La chose semble plus plausible encore par rapport à la douleur corporelle; si on pouvoit ôter la douleur & la maladie causées injustement, on seroit indubitablement obligée de le faire, & à titre de justice; or ne pouvant l'ôter, on peut la diminuer & l'adoucir, en fournissant au malade lezé dequoi vivre un peu plus à son aise, dequoi se nourrir mieux, & se procurer certaines commodités qui sont des réparations de la douleur corporelle. Or il faut réparer en toutes les manieres possibles la peine causée sans raison au prochain, pour lui donner autant de satisfaction qu'on lui a causé de déplaisir. C'est aux savans à décider; il suffit d'avoir fourni des réflexions qui pourront aider la décision.

On propose ordinairement plusieurs divisions de la justice; pour en dire quelque chose, nous rema rquerons:

1°. Que l'on peut en général diviser la justice en parfaite ou rigoureuse, & imparsuite ou non rigoureuse. La premiere est celle par laquelle nous nous acquittons envers le prochain de tout ce qui lui est dû, en vertu d'un droit parfait & rigoureux, c'est - à - dire dont il peut raisonnablement exiger l'exécution par la force, si l'on n'y satisfait pas de bon gré. La seconde est celle par laquelle on rend à autrui les devoirs qui ne lui sont dûs qu'en vertu d'une obligation imparfaite & non rigoureuse, qui ne peuvent point être exigés par les voies de la contrainte, mais dont l'accomplissement est laissé à l'honneur & à la conscience d'un chacun. 2°. L'on pourroit ensuite subdiviser la justice rigoureuse en celle qui s'exerce d'égal à égal, & celle qui a lieu entre un supérieur & un inférieur. Celle - là est d'autant de differentes especes, qu'il y a de devoirs qu'un homme peut exiger à la rigueur de tout autre homme, considéré comme tel, & un citoyen de tout autre citoyen du même état. Celle - ci renfermera autant d'especes qu'il y a de différentes sociétés, où les uns commandent, & les autres obéissent.
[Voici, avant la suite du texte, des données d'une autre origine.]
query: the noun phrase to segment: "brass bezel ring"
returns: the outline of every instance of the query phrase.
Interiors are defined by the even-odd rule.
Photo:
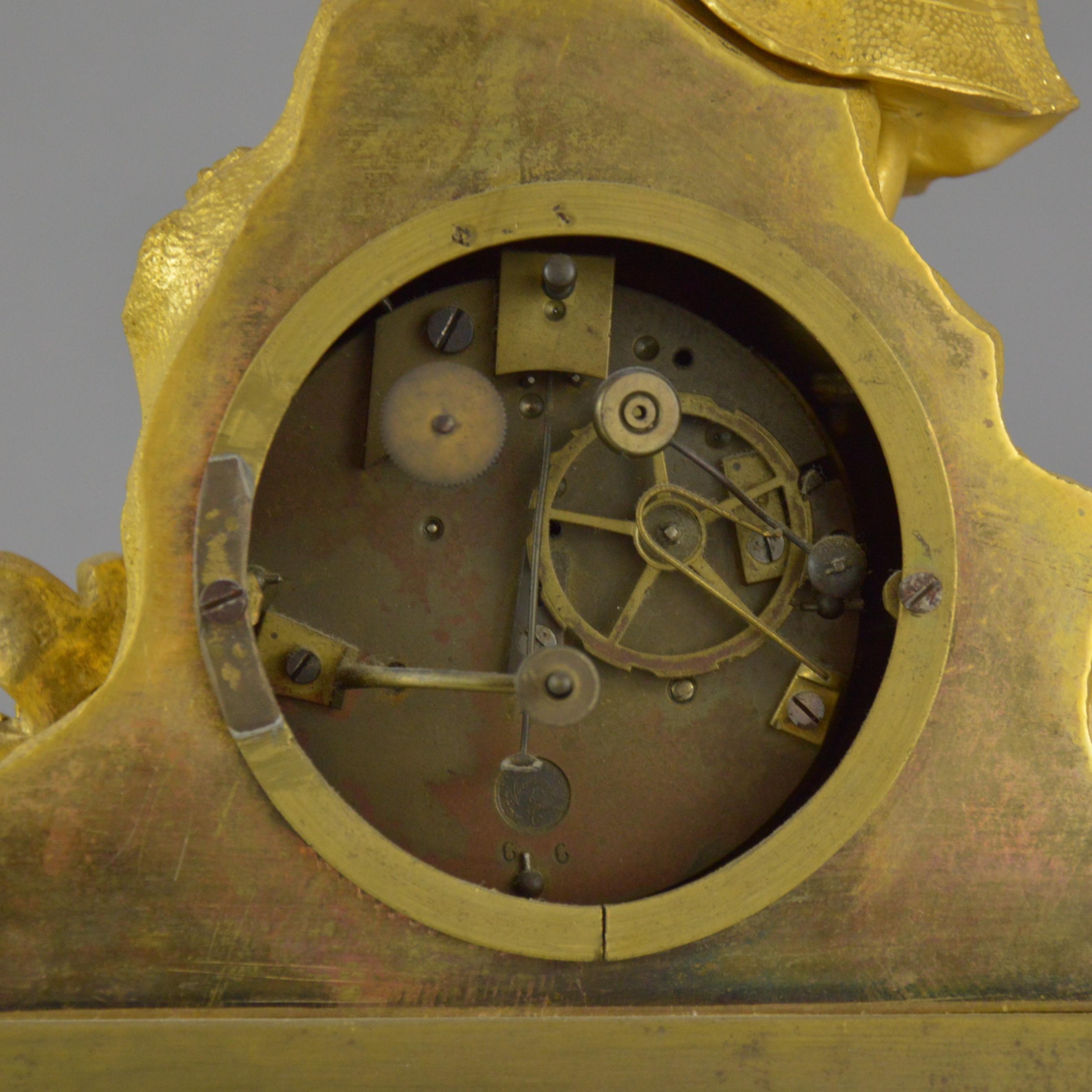
[[[565,225],[558,207],[568,212]],[[453,238],[452,224],[472,225],[473,232],[464,228]],[[293,396],[334,340],[399,286],[464,256],[467,237],[480,249],[574,229],[690,254],[753,285],[803,322],[838,361],[882,444],[902,521],[904,571],[928,569],[943,583],[936,610],[902,613],[871,711],[815,795],[752,848],[675,890],[608,906],[517,899],[449,876],[379,833],[321,776],[290,726],[265,715],[275,714],[276,704],[252,632],[245,628],[238,641],[219,642],[222,653],[204,632],[202,638],[222,708],[246,714],[246,731],[227,720],[254,776],[300,836],[345,877],[394,910],[473,943],[542,959],[618,960],[719,933],[810,876],[883,799],[933,707],[958,598],[954,512],[936,437],[906,367],[868,318],[784,244],[708,205],[603,182],[492,190],[391,228],[316,284],[240,381],[210,467],[216,467],[214,478],[257,479]],[[222,530],[230,545],[226,553],[223,543],[202,539],[211,514],[202,510],[198,518],[198,594],[202,579],[217,573],[225,558],[245,554],[245,527],[238,541],[230,537],[234,524]],[[232,656],[232,663],[214,663],[216,654]],[[259,690],[248,697],[238,689],[239,678],[257,678],[252,686]]]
3°. Il y a d'autres divisions de la justice, mais qui paroissent peu précises & de peu d'utilité. Par exemple celle de la justice universelle & particuliere, prise de la maniere que Puffendorf l'explique semble vicieuse, en ce que l'un des membres de la division se trouve enfermé dans l'autre.

La subdivision de la justice particuliere en distributive & permutative, est incomplette, puisqu'elle ne renferme que ce que l'on doit à autrui en vertu de quelque engagement où l'on est entré, quoiqu'il y ait plusieurs choses que le prochain peut exiger de nous à la rigueur, indépendamment de tout accord & de toute convention.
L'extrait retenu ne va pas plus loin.